踊り場の脱却を示唆する景気動向指数
本日午後、内閣府から12月の景気動向指数が発表されました。ヘッドラインとなるDI一致指数は前月比+0.7ポイント上昇して103.1と2か月連続で改善しました。まず、いつもの日経新聞のサイトから記事を引用すると以下の通りです。
景気一致指数、2カ月連続上昇 基調判断は据え置き
内閣府が7日発表した2010年12月の景気動向指数(CI、2005年=100、速報)によると、景気の現状を示す一致指数は前月比0.7ポイント上昇の103.1と2カ月連続で改善した。
鉱工業の生産財出荷指数や生産指数、製造業の残業時間が増加するなど生産関連指数が改善したことが寄与した。一方で、小売業の商業販売額は家電エコポイント制度の変更が響き低下した。基調判断は3カ月連続で「足踏みを示している」とした。
数カ月後の景気の先行きを示す先行指数は0.8ポイント上昇の101.4と2カ月連続で改善。中小企業の売上見通しが改善し、生産の増加で鉱工業の生産財在庫率が低下した。景気に数カ月遅れる遅行指数は、1.3ポイント上昇の89.1だった。
3指数とも上昇したのは10年6月以来6カ月ぶり。ただ、消費関連の指数は家電エコポイントの駆け込み需要の反動減が響き、先行・一致・遅行指数いずれでも低下した。生産がプラスに寄与した動きも含め「今後続くのかどうか見極めたい」(内閣府)としている。
続いて、いつものグラフは以下の通りです。上のパネルはCI一致指数と先行指数、下はDI一致指数です。いずれも影を付けた部分は景気後退期です。

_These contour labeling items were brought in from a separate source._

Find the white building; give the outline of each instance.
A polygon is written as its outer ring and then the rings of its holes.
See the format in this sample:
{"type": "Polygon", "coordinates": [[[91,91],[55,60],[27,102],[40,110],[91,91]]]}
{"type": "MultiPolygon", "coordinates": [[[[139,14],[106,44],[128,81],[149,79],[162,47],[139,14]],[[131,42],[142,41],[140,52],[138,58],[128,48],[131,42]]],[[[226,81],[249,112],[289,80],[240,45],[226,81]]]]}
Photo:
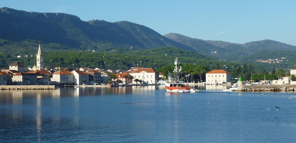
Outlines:
{"type": "Polygon", "coordinates": [[[231,81],[231,74],[223,69],[214,69],[206,74],[206,84],[227,83],[231,81]]]}
{"type": "Polygon", "coordinates": [[[19,63],[17,60],[9,65],[9,70],[15,70],[21,72],[25,72],[25,65],[19,63]]]}
{"type": "Polygon", "coordinates": [[[75,77],[75,83],[77,85],[82,85],[84,83],[89,84],[89,75],[85,72],[78,70],[74,70],[71,72],[75,77]]]}
{"type": "MultiPolygon", "coordinates": [[[[129,74],[135,79],[143,80],[146,83],[155,84],[155,81],[159,80],[159,73],[152,68],[141,68],[131,72],[129,74]]],[[[132,81],[132,84],[136,84],[132,81]]]]}
{"type": "Polygon", "coordinates": [[[289,76],[286,76],[283,77],[279,77],[278,80],[272,80],[272,84],[277,85],[282,85],[286,83],[289,83],[290,80],[289,76]]]}

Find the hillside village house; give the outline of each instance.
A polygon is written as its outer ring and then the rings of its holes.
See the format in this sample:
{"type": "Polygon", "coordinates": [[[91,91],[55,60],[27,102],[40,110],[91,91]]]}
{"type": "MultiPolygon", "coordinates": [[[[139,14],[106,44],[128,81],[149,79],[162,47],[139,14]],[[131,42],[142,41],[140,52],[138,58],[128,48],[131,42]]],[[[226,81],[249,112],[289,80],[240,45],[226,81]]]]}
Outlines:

2か月連続で上昇し、個別系列である鉱工業生産指数なども含めて、日本経済が踊り場を脱した可能性が示唆されていると私は受け止めています。もっとも、景気動向指数による景気判断はしっかりした基準があり、過去7か月の後方移動平均で符号が変化するかどうかが判断基準ですから、何となくの雰囲気で基調判断を変更するわけにはいきません。しかし、方向性は踊り場から大いに変化したと考えるべきです。少なくとも、年央かその少し前くらいに景気回復局面に復帰する経路に乗っかったような気がしているエコノミストは私だけではないと思います。
基調判断 | 定義 | 基準 |
改善 | 景気拡張の可能性が高いことを示す。 | 原則として3か月以上連続して、3か月後方移動平均が上昇した場合。 |
足踏み | 景気拡張の動きが足踏み状態になっている可能性が高いことを示す。 | 3か月後方移動平均の符号が変化し、1か月、2か月、または3か月の累積で1標準偏差分以上逆方向に振れた場合。 |
局面変化 | 事後的に判定される景気の山・谷が、それ以前の数か月にあった可能性が高いことを示す。 | 7か月後方移動平均の符号が変化し、1か月、2か月、または3か月の累積で1標準偏差分以上逆方向に振れた場合。 |
悪化 | 景気後退の可能性が高いことを示す。 | 原則として3か月以上連続して、3か月後方移動平均が下降した場合。 |
下げ止まり | 景気後退の動きが下げ止まっている可能性が高いことを示す。 | 3か月後方移動平均の符号が変化し、1か月、2か月、または3か月の累積で1標準偏差分以上逆方向に振れた場合。 |
上の表は景気判断の定義と基準です。内閣府のサイトから引用しています。